20 Haziran 2009 Cumartesi

Semavî...


Öyle çok fazla zaman da geçmemişti üzerinden ha; orman yangını tatbikatı tamamlandıktan sonra tatbikata katılan helikopterlerden birine atlayıp İzmir üzerinde bir saat kadar dolaşmıştım. Mürettebat dört yabancı uyruklu, bir de Türk pilottan oluşmaktaydı. Helikopterin içindeki gürültüye tahammül etmek zor olduğundan herkese özel kulaklıklar dağıtılmıştı ve sonra havalanmıştık.
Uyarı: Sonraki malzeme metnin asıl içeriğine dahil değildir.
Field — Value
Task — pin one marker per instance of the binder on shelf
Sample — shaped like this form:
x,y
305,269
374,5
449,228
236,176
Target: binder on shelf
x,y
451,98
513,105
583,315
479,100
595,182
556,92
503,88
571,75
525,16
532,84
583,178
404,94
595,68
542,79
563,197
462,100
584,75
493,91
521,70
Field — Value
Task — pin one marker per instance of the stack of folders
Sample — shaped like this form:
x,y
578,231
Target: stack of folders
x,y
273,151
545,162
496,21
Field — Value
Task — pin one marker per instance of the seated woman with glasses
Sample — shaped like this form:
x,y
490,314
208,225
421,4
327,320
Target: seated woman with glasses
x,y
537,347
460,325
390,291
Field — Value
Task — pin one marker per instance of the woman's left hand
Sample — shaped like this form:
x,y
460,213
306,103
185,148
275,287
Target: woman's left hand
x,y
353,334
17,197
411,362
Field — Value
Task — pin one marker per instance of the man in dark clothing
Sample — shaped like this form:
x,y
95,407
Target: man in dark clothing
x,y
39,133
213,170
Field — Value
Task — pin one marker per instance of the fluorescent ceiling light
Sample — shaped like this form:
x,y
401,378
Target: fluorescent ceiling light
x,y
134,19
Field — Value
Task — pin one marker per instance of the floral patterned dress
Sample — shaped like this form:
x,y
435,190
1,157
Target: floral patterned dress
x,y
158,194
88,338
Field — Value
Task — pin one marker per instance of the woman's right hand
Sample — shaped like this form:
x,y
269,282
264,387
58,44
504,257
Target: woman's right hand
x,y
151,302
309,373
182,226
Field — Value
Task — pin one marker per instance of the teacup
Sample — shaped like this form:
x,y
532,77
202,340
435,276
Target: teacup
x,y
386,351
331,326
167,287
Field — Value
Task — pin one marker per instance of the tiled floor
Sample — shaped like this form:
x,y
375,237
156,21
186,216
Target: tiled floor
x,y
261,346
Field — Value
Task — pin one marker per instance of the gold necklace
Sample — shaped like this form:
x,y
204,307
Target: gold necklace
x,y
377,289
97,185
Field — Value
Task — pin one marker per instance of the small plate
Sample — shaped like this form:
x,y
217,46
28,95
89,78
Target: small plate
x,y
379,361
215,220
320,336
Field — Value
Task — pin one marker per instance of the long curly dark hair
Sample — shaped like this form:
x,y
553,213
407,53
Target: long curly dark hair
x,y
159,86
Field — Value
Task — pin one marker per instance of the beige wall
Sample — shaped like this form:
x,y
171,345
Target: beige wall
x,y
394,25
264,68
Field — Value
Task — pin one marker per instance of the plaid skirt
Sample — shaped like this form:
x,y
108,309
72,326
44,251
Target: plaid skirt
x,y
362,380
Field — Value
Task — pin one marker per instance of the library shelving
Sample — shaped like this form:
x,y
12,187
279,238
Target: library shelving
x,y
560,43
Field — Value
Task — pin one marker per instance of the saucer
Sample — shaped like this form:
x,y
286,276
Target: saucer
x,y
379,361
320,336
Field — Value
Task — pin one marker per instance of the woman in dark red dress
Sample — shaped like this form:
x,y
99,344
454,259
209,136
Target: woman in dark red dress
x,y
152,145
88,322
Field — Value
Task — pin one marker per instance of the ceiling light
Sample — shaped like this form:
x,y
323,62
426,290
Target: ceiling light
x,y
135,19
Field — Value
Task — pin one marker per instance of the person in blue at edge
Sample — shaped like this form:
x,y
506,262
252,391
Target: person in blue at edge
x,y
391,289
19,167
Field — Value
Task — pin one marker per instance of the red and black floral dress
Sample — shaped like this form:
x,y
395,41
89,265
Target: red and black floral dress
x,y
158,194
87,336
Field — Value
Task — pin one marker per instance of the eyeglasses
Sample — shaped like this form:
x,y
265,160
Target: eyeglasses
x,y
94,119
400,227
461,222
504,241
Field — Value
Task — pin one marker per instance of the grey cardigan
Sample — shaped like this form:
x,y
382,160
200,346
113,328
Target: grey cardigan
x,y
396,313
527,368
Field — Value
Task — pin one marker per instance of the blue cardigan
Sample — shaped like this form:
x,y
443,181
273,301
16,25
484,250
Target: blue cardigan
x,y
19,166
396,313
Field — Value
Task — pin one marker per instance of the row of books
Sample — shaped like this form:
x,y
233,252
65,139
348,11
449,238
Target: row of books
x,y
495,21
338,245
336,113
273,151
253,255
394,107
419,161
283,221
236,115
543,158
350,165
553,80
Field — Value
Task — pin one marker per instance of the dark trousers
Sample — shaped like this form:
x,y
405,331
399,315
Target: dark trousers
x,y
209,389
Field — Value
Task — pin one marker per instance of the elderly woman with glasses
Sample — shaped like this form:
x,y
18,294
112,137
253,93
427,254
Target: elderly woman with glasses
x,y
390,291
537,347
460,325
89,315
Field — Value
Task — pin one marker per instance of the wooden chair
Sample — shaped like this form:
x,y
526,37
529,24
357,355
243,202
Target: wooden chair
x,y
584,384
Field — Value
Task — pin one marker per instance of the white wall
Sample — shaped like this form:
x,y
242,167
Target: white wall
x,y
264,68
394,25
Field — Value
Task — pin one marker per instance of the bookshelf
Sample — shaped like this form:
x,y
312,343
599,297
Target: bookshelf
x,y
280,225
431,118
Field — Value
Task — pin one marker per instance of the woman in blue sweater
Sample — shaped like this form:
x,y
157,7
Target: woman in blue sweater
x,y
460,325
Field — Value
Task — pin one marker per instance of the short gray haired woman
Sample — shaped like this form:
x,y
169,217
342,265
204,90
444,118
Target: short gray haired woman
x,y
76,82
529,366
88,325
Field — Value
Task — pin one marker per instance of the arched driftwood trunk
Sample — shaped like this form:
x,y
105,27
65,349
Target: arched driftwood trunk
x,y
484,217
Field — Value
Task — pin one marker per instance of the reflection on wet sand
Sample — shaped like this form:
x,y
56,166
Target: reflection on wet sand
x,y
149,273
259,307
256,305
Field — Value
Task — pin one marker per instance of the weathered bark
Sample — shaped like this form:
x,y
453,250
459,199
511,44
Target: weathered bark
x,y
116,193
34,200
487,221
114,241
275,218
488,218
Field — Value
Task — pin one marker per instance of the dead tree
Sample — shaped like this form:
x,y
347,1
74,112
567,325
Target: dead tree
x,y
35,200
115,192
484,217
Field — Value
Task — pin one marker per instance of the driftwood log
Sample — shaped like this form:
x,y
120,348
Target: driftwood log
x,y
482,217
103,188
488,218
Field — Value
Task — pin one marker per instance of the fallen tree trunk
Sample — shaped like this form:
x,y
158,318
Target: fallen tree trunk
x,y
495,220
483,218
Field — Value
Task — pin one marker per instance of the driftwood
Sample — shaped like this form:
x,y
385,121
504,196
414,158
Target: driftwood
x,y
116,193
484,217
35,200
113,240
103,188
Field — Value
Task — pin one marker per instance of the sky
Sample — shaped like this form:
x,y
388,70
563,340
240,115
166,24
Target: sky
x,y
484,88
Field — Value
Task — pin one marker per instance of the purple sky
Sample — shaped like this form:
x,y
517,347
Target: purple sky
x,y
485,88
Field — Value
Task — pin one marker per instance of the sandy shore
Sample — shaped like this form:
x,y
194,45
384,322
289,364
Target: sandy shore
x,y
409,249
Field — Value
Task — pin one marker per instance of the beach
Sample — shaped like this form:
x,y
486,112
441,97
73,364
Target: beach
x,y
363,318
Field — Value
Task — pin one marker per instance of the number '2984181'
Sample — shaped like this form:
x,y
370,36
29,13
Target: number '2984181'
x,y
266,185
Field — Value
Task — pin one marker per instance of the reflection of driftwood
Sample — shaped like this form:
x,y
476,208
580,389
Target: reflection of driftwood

Semavî bir krallığa katılmak, onun bir parçası olmak gibiydi, yukarıdan Ege'ye bakmak heyecan vericiydi, güzeldi...

Helikopterin penceresinden hayranlıkla bakarken, ötekilerle birlikte uçuşa kumanda eden gri saçlı adamın kısa süre sonra düşecek olan aynı Kamov-32 tipi helikopterde hayatını kaybedeceğini aklıma bile getirmemiştim, dedim ya; ben o esnada semavî bir krallığın halinden hoşnut sömürgesiydim, olmayı en sevdiğim yerde, gökyüzündeydim. Orman yangını söndürme çalışmaları esnasında Geyik Barajı'na düşen helikopterde iki insan hayatını kaybetti, bunlardan biri o zaman beni de uçurmuş olan değerli Tanju Tezgel'di. Senaryoya bağlı olarak düzenlenen bir tatbikatla gerçek hayat arasında işte böyle yırtıcı bir fark vardı, bugün düşündüm de; kalmakla gitmek arasındaki yol demek sadece bu kadardı...

............................................................................

''Sen benim bütün kanunlarımı yıktın, sanırım yavaş yavaş kaybetmekteyim krallığımı, halkım tabîyet değiştirdi'' dedi kadın. ''Kimbilir'' diye cevap verdi adam, ''belki de halkına bir kişi daha eklendi, kaybettiğini sandığın krallığın belki daha da genişledi...'' Kadın gecenin sessiz karanlığına gülümsedi, adam bunu görmedi...
............................................................................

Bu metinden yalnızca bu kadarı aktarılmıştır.